Cyber liability insurance: Do clients know the cost of ignoring it?
By Justin R. Brown
So what does cyber liability insurance cover? Each insurer does things a bit differently, but here are the six key coverage areas that seem to be consistent from company to company.
It seems you can’t pick up a newspaper today without reading about yet another organization’s computer system getting attacked. It is happening to banks, retailers, businesses of all sizes and even nonprofits. Sometimes the crime is committed by a hacker who has broken into a company’s computer system and illegally accessed private data about clients, employees and donors. Sometimes private data is compromised when an employee’s laptop is lost or stolen.
No matter what the cause, your clients and prospects need to know that the best way to protect themselves from an attack labeled as a cyber crime is with cyber insurance. The product offers protection from exposures found online, taking into account first- and third-party risks.
First-party risks pay to help the insured recover from a covered claim or failure of security. Third-party risks cover losses resulting from breaches in network security or unauthorized access events. It is important to point out that cyber insurance is necessary in this day and age, as the standard property and liability insurance policies that most companies carry will not cover losses attributed to cyber crime.
So what does cyber liability insurance cover? Each insurer does things a bit differently, but here are the six key coverage areas that seem to be consistent from company to company:
Business interruption: If a business lost revenue due to a short-term or long-term shutdown caused by a cyber attack, the insurance policy will reimburse the company for its losses.
Data loss and system damage: While standard policies will cover the cost of replacing a machine if it is lost or stolen, companies will not be reimbursed for the lost data. Cyber insurance, however, will cover the cost of those losses. Notification expense: Companies must notify customers, vendors and others of the possibility their private information has been compromised. Typically, a company will offer to cover the cost of credit monitoring for a set period of time.
Content liability: This coverage protects the company from claims filed for everything from slander to invasion of privacy if the content on a blog or website is compromised.
PR/crisis management: Your client may need to hire a PR firm to do some crisis management to protect their brand in the aftermath of a breach that has compromised the security of customer and vendor information.
Regulatory, forensic and investigation expense: With new notification laws enacted and privacy legislation constantly changing, your client could end up being contacted by a government official who wants to do an investigation. Cyber insurance will cover the costs involved.

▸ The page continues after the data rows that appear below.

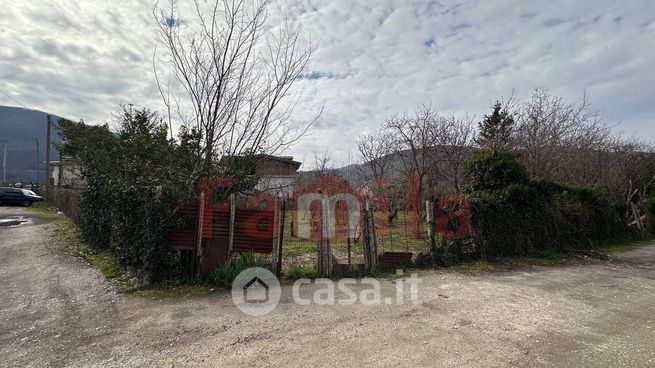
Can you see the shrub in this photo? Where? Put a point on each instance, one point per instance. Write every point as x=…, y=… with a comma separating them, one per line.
x=223, y=276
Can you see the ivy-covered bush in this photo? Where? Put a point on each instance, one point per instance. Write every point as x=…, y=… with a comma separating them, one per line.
x=529, y=217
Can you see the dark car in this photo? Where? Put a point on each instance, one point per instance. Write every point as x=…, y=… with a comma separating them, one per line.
x=17, y=196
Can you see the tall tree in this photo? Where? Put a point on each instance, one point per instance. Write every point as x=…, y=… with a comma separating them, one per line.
x=496, y=129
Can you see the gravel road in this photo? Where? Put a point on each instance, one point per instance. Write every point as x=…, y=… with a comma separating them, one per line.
x=55, y=311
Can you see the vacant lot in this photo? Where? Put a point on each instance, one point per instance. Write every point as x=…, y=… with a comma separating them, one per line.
x=56, y=311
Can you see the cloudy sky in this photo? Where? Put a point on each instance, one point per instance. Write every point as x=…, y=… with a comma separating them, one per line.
x=81, y=58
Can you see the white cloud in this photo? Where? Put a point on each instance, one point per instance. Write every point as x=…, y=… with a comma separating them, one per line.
x=82, y=58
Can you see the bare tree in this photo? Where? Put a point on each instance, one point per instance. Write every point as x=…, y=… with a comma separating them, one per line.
x=550, y=129
x=236, y=74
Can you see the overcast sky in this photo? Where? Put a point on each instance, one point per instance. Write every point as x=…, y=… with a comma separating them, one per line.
x=81, y=58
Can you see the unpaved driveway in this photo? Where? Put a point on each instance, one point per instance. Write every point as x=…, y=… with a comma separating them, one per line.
x=56, y=311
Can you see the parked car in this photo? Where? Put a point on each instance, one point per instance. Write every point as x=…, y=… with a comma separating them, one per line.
x=16, y=196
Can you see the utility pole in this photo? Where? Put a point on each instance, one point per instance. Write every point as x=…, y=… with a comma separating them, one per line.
x=4, y=165
x=47, y=156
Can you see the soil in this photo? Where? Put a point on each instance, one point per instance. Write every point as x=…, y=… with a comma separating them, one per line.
x=56, y=311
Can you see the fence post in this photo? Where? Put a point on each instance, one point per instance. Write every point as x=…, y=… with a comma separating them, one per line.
x=370, y=243
x=281, y=238
x=201, y=221
x=323, y=243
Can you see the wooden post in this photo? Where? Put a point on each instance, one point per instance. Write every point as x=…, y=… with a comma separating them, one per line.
x=281, y=239
x=230, y=241
x=429, y=211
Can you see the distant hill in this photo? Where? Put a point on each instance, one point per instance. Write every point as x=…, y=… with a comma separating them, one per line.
x=18, y=128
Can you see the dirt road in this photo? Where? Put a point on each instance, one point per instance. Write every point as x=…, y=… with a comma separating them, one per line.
x=56, y=311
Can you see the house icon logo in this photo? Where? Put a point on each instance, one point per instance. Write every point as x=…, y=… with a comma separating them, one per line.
x=256, y=291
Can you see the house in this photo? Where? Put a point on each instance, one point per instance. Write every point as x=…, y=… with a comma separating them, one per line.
x=66, y=173
x=277, y=174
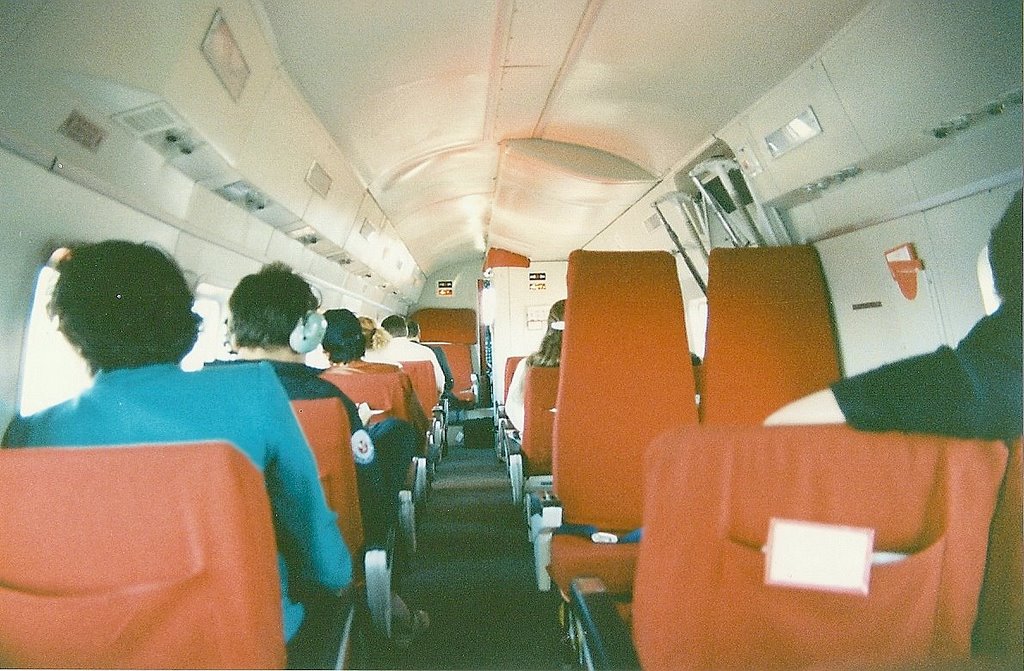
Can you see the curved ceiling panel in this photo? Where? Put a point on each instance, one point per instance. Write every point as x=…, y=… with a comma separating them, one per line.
x=420, y=96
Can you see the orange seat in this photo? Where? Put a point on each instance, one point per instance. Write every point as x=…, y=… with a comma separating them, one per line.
x=421, y=374
x=328, y=431
x=391, y=393
x=1000, y=610
x=541, y=394
x=770, y=337
x=626, y=377
x=700, y=597
x=510, y=365
x=461, y=362
x=139, y=556
x=455, y=330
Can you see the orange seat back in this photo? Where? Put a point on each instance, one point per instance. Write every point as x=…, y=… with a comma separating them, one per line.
x=141, y=556
x=625, y=377
x=1000, y=611
x=510, y=365
x=421, y=374
x=461, y=363
x=770, y=337
x=700, y=599
x=389, y=392
x=539, y=420
x=379, y=390
x=329, y=432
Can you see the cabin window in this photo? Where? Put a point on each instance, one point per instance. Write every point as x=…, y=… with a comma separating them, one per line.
x=54, y=372
x=987, y=283
x=212, y=343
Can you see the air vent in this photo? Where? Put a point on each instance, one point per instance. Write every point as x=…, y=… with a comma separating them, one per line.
x=84, y=131
x=244, y=194
x=367, y=228
x=305, y=235
x=318, y=179
x=148, y=119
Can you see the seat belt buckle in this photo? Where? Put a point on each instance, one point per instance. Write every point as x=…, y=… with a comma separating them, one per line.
x=603, y=537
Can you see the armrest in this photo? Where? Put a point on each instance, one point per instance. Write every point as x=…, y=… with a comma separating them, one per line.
x=606, y=640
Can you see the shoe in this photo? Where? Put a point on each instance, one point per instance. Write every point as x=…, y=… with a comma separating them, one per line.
x=420, y=622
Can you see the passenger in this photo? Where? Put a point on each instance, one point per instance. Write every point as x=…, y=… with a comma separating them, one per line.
x=377, y=338
x=344, y=343
x=268, y=310
x=127, y=308
x=973, y=390
x=400, y=348
x=549, y=354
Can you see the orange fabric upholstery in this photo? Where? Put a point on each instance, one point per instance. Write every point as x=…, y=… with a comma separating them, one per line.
x=770, y=335
x=326, y=425
x=446, y=325
x=510, y=365
x=390, y=392
x=626, y=377
x=421, y=374
x=541, y=394
x=999, y=628
x=140, y=556
x=699, y=594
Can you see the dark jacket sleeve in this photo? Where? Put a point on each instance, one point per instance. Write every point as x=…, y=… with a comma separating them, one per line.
x=971, y=391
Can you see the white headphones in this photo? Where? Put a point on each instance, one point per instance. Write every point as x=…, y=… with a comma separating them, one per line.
x=307, y=333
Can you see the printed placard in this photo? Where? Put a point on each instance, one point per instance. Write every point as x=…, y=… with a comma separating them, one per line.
x=537, y=318
x=823, y=557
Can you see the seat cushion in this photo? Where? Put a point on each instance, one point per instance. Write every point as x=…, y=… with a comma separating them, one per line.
x=572, y=556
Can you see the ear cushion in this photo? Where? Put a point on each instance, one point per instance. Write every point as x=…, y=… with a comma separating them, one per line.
x=307, y=333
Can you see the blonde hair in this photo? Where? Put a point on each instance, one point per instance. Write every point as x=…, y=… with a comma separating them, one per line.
x=375, y=336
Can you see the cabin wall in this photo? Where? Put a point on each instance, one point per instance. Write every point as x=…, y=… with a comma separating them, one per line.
x=921, y=101
x=43, y=210
x=151, y=81
x=522, y=299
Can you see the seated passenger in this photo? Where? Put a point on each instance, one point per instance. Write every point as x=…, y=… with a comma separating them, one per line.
x=377, y=338
x=400, y=348
x=973, y=390
x=273, y=318
x=127, y=308
x=454, y=401
x=344, y=343
x=549, y=354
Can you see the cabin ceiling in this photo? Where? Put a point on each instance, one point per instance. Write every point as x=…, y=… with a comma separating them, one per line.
x=531, y=124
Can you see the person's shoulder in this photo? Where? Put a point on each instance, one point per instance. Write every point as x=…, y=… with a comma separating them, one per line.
x=237, y=372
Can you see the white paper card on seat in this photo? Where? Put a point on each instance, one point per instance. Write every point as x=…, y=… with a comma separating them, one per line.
x=824, y=557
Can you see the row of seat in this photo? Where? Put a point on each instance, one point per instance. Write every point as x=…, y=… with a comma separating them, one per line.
x=628, y=379
x=199, y=588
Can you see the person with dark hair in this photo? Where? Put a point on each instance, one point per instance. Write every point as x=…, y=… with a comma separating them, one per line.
x=401, y=348
x=549, y=354
x=273, y=318
x=973, y=390
x=127, y=308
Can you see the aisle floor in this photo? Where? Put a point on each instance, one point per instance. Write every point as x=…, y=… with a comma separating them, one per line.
x=474, y=574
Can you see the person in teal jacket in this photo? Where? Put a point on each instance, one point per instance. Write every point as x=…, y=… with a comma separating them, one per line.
x=127, y=308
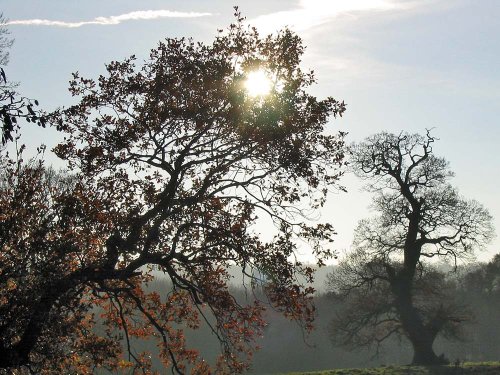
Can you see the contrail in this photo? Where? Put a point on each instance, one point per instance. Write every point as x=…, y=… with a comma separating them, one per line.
x=113, y=20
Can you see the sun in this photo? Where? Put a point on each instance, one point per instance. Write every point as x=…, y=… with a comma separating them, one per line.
x=258, y=83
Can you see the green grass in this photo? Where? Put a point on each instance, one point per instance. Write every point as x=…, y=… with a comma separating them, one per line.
x=467, y=368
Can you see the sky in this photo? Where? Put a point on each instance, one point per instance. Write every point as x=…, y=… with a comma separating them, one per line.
x=400, y=65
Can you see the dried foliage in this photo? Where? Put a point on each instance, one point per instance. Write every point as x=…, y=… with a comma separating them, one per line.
x=170, y=165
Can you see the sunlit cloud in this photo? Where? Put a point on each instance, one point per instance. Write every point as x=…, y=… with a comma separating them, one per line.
x=311, y=13
x=112, y=20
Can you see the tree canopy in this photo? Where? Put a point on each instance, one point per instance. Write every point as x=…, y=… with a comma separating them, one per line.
x=419, y=216
x=171, y=164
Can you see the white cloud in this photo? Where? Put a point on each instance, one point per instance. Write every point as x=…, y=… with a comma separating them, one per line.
x=113, y=20
x=311, y=13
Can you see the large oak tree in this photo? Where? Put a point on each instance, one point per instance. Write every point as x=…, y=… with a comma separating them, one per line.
x=171, y=165
x=389, y=288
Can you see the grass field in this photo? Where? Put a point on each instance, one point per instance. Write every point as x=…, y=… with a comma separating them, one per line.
x=467, y=368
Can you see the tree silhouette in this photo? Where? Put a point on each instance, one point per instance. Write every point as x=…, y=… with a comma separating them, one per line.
x=13, y=106
x=389, y=289
x=170, y=166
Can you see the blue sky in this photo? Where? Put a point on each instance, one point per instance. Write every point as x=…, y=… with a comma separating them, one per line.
x=399, y=65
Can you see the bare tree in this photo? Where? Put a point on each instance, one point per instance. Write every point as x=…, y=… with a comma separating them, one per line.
x=389, y=288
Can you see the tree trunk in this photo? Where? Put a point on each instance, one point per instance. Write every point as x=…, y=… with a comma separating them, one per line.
x=420, y=336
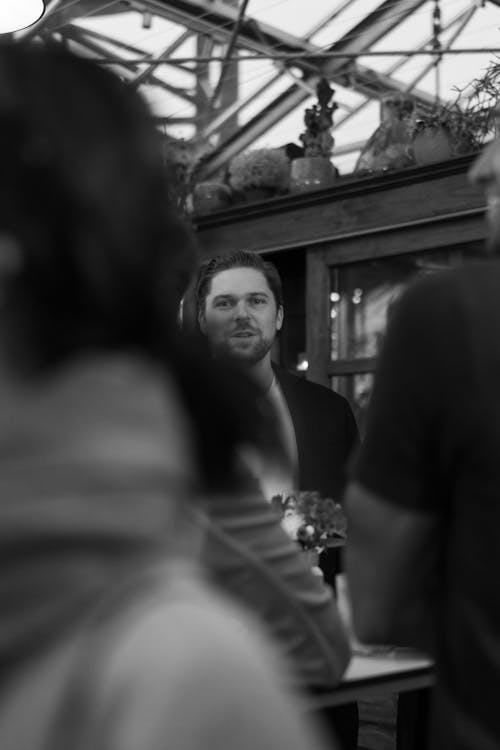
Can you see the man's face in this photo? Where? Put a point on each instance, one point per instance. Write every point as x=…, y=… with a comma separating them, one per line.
x=240, y=318
x=485, y=172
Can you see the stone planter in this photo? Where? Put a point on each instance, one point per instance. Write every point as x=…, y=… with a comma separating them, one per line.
x=432, y=145
x=211, y=196
x=311, y=173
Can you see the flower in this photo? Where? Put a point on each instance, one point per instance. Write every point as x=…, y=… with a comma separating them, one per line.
x=261, y=167
x=310, y=519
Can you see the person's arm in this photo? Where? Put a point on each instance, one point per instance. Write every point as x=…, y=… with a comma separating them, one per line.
x=182, y=677
x=390, y=560
x=397, y=502
x=252, y=558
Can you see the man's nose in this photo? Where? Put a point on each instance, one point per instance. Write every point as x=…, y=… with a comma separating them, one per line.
x=242, y=309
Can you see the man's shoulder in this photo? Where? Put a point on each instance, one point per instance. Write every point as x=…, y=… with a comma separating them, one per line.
x=293, y=384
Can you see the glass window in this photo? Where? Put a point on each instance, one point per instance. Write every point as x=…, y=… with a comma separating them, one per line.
x=361, y=297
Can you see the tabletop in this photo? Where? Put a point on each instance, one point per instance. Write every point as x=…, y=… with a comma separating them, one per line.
x=379, y=671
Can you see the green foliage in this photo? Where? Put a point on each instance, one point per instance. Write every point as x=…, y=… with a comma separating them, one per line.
x=318, y=119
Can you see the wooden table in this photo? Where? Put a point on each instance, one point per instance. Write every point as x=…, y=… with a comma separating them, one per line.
x=370, y=675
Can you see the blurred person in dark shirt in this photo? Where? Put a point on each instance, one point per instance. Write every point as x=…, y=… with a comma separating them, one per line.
x=423, y=506
x=110, y=636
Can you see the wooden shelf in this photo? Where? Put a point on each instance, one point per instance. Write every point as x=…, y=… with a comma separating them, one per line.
x=436, y=198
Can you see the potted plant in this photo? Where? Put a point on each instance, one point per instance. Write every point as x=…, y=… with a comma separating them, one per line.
x=444, y=131
x=315, y=169
x=260, y=173
x=183, y=162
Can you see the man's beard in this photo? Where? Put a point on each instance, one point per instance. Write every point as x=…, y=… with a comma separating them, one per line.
x=241, y=356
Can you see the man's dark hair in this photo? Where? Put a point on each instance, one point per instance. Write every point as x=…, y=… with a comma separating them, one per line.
x=83, y=192
x=238, y=259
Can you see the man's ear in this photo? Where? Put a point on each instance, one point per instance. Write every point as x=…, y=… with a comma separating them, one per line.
x=279, y=318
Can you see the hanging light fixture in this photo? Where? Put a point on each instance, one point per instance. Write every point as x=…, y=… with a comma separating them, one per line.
x=18, y=14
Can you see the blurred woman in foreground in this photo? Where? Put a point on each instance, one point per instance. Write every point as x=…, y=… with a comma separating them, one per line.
x=109, y=638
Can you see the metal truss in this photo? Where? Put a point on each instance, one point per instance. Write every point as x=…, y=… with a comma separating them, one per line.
x=224, y=24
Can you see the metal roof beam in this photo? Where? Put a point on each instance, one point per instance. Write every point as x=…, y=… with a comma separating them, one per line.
x=79, y=36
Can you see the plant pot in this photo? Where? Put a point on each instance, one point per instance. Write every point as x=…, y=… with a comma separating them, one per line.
x=311, y=173
x=432, y=145
x=211, y=196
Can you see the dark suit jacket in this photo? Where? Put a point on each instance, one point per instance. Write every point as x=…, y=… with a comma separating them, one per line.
x=325, y=431
x=326, y=435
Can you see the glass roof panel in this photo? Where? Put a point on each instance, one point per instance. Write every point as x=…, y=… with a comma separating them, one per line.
x=130, y=34
x=344, y=22
x=289, y=15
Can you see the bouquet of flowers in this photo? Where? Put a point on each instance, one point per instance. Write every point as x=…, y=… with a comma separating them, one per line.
x=310, y=519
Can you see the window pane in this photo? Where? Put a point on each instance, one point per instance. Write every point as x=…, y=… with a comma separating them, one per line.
x=362, y=294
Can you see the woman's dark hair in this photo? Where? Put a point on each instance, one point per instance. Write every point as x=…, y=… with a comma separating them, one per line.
x=238, y=259
x=83, y=193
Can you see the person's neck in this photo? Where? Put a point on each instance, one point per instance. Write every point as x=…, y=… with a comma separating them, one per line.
x=262, y=373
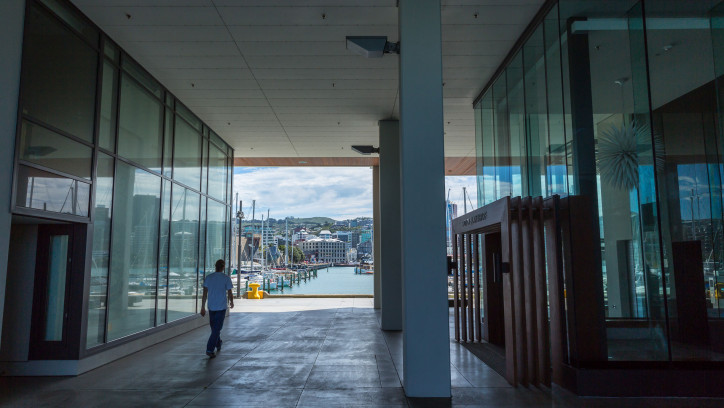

The cost of a policy will vary based on the type of business, the sensitivity of the data in your client’s possession, the controls in place and the limits of coverage they select. Premiums can be as low as $1,500 or as high as a few hundred thousand dollars per year. There are no limits to the amount of coverage a company can purchase. Considering the Cost of Cyber Crime study done last year by the Ponemon Institute, an independent research firm, found that the costs of cyber crime range from $1.5 million to $36.5 million per company, that’s a bargain.